Still, Detroit schools did not close. “There is less danger to the children in the schools,” Detroit commissioner of health J.W. Inches said, “then there would be if they were closed and the youngsters ran the streets.”
On October 12, Governor Albert Sleeper suggested that all “churches, theaters, moving picture shows, pool rooms, billiard rooms, lodge rooms, dance halls” remain closed and that “all unnecessary public meetings and gatherings shall be avoided” indefinitely.
“I trust that the patriotic citizens of this state will give us their cooperation in this manner.”
Children with colds were ordered to be sent home but schools were not required to close. That decision was an option available at the discretion of local school boards. Various districts had been closing because of the virus, including Petoskey, schools in and around Ann Arbor, Jackson, Battle Creek and Kalamazoo, as well as various outlying areas like Sault Ste. Marie, Fremont, Charlotte and Allegan. More and more would follow suit.
Meanwhile in Europe, what would become known as the “100 Day Offensive” was showing success. Demands for unconditional surrender were issued by President Woodrow Wilson.
Three days before it was scheduled, Governor Sleeper called off the annual University of Michigan – Michigan Agricultural College (renamed Michigan State College in 1925) football game scheduled for Saturday, October 19. However, many high school contests around the state still were played.
“Saginaw high school’s football eleven went down to defeat at the hands of Detroit Northwestern, 1917 state champions, at Alumni Field Saturday afternoon, 20 to 0. There was nothing of disgrace in the beating, however. Saginaw fought gamely from whistle to whistle,” reported the Saginaw News. “The crowd was rather disappointing, probably due to the influenza scare …”
That night at midnight, the governor’s suggestion to suspend public gatherings became mandatory.
This second wave of attack devastated Michigan and much of the rest of the nation. The October death toll announced to the media by the state’s Vital Statistics department for influenza and pneumonia was 4,200.
On October 19, the Surgeon General announced that 283,331 cases of influenza had been reported in army camps and that 14,153 individuals had “died from influenza since the epidemic began.”
Locally, health officials made additional moves to suppress the spread. “In Flint, the population (has) been wearing … masks for a week and Muskegon is the second city of the state to take up the practice,” noted the Muskegon Chronicle on Monday, October 21, announcing the new order put in place by health officer R.J. Harrington. “All school pupils have been ordered to wear them. Factory employees will wear them continuously unless in a few instances where work is such that this is impossible. Employees at restaurants, stores, and hotels must wear them at all times when on duty.” Still many residents refused the direction.
Soon after, Port Huron closed schools and also requested residents to wear gauze masks to combat the epidemic.
Ban ends
The governor’s ban on public gatherings ended on Friday, November 8, despite protest by physicians. The announcement allowed businesses to reopen, but cities were allowed to dictate direction as they saw fit. Cancellation of gatherings still took place at various points around the state.

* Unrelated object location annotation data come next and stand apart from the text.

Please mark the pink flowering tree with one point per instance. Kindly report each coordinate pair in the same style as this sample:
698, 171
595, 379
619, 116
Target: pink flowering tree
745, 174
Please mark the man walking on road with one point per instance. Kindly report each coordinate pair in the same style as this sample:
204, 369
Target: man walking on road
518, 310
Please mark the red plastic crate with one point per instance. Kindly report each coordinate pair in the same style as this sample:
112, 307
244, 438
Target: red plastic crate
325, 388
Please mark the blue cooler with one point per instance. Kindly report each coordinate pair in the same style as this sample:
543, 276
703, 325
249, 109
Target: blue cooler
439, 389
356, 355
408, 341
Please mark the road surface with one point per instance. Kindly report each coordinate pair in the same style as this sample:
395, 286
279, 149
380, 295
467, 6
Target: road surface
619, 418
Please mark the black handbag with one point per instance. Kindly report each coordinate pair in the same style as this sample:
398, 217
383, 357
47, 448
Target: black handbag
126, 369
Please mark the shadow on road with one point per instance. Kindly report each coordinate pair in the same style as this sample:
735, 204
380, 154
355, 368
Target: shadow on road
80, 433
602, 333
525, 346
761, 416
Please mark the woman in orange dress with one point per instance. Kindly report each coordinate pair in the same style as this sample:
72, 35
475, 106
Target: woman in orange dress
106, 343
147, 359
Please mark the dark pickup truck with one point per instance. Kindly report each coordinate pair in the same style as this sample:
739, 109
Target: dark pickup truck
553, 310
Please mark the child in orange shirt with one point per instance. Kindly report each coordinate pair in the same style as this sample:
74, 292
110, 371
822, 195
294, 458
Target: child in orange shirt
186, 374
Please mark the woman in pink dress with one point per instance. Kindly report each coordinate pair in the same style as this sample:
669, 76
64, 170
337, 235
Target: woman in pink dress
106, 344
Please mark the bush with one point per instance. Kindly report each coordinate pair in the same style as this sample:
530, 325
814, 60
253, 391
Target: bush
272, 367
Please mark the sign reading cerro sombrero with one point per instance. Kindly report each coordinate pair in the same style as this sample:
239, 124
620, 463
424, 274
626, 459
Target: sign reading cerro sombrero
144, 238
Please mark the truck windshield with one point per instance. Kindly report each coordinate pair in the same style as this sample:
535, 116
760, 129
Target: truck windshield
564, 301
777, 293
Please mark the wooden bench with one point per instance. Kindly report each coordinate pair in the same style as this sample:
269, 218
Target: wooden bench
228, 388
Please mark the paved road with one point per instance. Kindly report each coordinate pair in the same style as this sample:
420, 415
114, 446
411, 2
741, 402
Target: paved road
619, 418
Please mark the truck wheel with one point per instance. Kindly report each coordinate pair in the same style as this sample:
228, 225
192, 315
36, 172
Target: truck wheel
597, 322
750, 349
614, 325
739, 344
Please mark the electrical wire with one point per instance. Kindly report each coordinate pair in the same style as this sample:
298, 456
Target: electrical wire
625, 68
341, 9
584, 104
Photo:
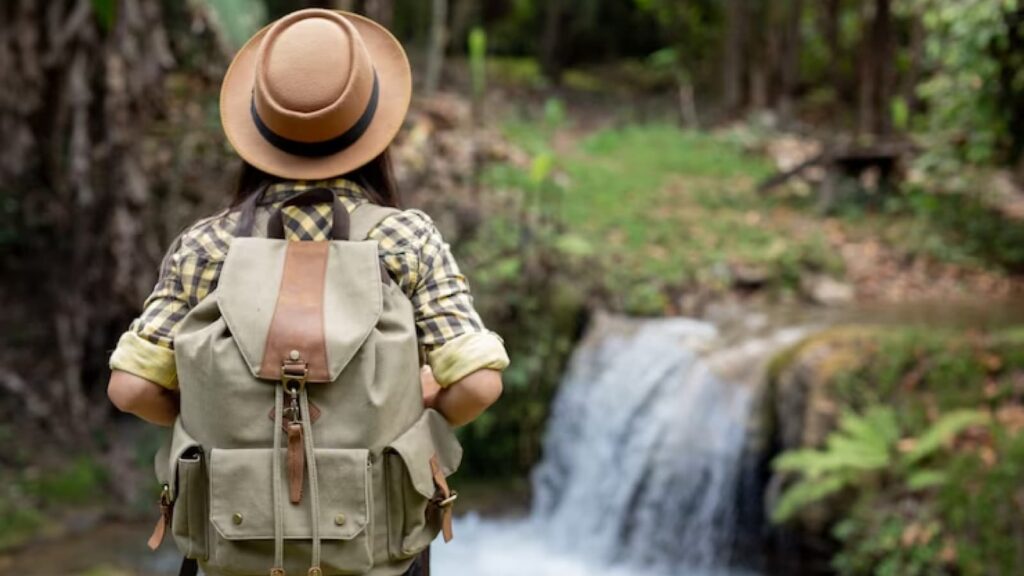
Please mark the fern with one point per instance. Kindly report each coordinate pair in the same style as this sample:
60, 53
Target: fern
804, 493
862, 446
944, 429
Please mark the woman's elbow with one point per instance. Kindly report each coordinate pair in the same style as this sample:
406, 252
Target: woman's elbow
125, 392
484, 387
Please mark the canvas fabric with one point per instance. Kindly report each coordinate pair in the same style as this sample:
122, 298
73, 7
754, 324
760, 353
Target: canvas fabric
372, 440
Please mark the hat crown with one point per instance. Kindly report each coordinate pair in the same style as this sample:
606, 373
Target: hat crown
308, 65
314, 78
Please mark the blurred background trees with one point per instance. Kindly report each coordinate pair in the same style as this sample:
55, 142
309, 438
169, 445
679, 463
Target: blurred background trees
532, 121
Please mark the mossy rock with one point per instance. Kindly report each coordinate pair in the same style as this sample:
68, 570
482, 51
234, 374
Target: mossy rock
924, 373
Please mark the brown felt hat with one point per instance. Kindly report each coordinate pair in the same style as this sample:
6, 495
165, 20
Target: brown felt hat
315, 94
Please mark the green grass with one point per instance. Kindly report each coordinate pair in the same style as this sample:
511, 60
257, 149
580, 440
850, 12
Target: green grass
666, 209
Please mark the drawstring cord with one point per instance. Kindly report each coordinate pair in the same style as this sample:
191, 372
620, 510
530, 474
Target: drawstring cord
279, 516
313, 486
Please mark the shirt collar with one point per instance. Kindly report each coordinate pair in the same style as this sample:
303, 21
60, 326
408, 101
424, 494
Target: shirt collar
342, 187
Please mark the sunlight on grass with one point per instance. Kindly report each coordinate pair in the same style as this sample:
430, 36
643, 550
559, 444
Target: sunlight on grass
667, 208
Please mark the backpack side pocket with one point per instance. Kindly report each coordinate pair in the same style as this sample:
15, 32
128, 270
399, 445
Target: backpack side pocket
188, 521
414, 518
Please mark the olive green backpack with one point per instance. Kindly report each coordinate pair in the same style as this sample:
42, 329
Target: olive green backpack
303, 445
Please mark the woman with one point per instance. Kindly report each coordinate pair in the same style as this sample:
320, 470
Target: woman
313, 101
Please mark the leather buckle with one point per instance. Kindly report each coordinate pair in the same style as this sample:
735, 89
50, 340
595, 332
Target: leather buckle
446, 502
293, 376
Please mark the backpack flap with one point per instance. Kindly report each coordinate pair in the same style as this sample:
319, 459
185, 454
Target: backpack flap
242, 504
429, 437
322, 299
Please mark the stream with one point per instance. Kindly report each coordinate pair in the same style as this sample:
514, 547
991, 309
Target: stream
643, 458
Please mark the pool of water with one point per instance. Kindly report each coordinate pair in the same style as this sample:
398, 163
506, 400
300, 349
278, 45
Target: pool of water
516, 547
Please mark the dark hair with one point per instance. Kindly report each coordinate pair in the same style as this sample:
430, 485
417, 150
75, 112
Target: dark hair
376, 177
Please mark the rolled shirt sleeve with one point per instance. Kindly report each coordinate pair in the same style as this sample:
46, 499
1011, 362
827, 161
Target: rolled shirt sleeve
451, 333
450, 329
137, 356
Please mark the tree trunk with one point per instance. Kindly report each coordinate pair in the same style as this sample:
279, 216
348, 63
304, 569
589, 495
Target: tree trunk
438, 39
876, 70
79, 89
915, 64
759, 66
463, 16
830, 25
551, 43
735, 37
1011, 58
790, 75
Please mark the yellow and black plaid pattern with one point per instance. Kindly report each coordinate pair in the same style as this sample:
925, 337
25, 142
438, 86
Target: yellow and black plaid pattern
411, 248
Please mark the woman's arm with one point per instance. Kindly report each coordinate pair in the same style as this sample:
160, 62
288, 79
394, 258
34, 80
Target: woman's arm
464, 400
146, 400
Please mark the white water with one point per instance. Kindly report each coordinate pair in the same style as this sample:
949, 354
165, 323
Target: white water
641, 460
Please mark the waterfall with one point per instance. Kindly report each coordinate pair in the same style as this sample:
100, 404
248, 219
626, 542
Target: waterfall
641, 459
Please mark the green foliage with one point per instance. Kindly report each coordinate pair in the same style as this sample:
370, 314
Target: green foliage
530, 281
238, 19
107, 12
947, 498
477, 45
863, 447
957, 228
79, 483
983, 506
29, 496
967, 119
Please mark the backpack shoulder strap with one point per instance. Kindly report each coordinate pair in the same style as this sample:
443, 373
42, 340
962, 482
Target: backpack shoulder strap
366, 216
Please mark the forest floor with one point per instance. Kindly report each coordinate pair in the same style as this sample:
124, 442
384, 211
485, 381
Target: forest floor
677, 219
672, 220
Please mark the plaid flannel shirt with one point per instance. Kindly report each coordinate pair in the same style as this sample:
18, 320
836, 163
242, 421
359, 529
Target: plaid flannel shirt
450, 330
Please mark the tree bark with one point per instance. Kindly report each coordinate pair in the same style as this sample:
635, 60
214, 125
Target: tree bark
830, 26
875, 72
464, 13
790, 74
552, 64
735, 37
78, 92
438, 39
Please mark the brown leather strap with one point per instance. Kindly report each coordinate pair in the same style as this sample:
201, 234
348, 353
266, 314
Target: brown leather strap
188, 567
445, 493
160, 530
247, 217
296, 462
339, 230
296, 332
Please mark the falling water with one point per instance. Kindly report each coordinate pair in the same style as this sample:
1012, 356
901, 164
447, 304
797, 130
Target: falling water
641, 459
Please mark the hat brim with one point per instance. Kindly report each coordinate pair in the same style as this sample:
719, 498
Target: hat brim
395, 80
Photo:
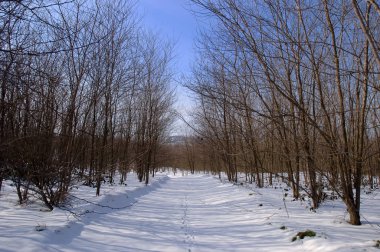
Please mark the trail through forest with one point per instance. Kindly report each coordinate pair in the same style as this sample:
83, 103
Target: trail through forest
184, 212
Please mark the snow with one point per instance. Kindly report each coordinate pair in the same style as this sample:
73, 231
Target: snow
184, 212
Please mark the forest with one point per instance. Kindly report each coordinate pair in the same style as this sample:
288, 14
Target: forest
284, 88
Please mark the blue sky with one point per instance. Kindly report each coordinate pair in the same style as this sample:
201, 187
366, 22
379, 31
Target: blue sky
173, 20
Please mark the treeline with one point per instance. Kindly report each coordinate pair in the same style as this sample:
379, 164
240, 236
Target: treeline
84, 93
292, 86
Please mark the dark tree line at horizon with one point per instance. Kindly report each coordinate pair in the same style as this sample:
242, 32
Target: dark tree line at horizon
84, 92
292, 86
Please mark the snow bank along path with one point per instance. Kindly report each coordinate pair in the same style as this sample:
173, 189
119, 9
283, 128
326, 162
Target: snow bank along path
183, 213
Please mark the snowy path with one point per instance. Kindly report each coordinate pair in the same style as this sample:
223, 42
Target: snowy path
184, 213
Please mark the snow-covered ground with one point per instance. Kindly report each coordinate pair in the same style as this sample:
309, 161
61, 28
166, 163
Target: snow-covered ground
184, 212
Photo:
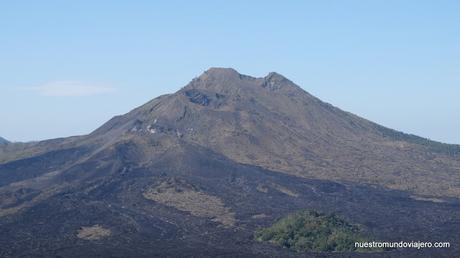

“Football games between Saginaw and Bay City Eastern and between (Saginaw) Arthur Hill and Flint (Central) high schools … were called off this afternoon by health officials,” stated reports out of Saginaw immediately after the ban was lifted. “… it would be unwise to bring teams here from Flint and Bay City, where the influenza situation is considerably more serious than in Saginaw.”
But a number of other schools quickly resumed play. “Hurry-up arrangements were made last night and the game” with Grand Rapids Catholic Central was announced, “even with limited time to advertise the contest,” wrote the Muskegon Chronicle, excitedly reporting plans for a Muskegon High game scheduled for Saturday at Hackley Field.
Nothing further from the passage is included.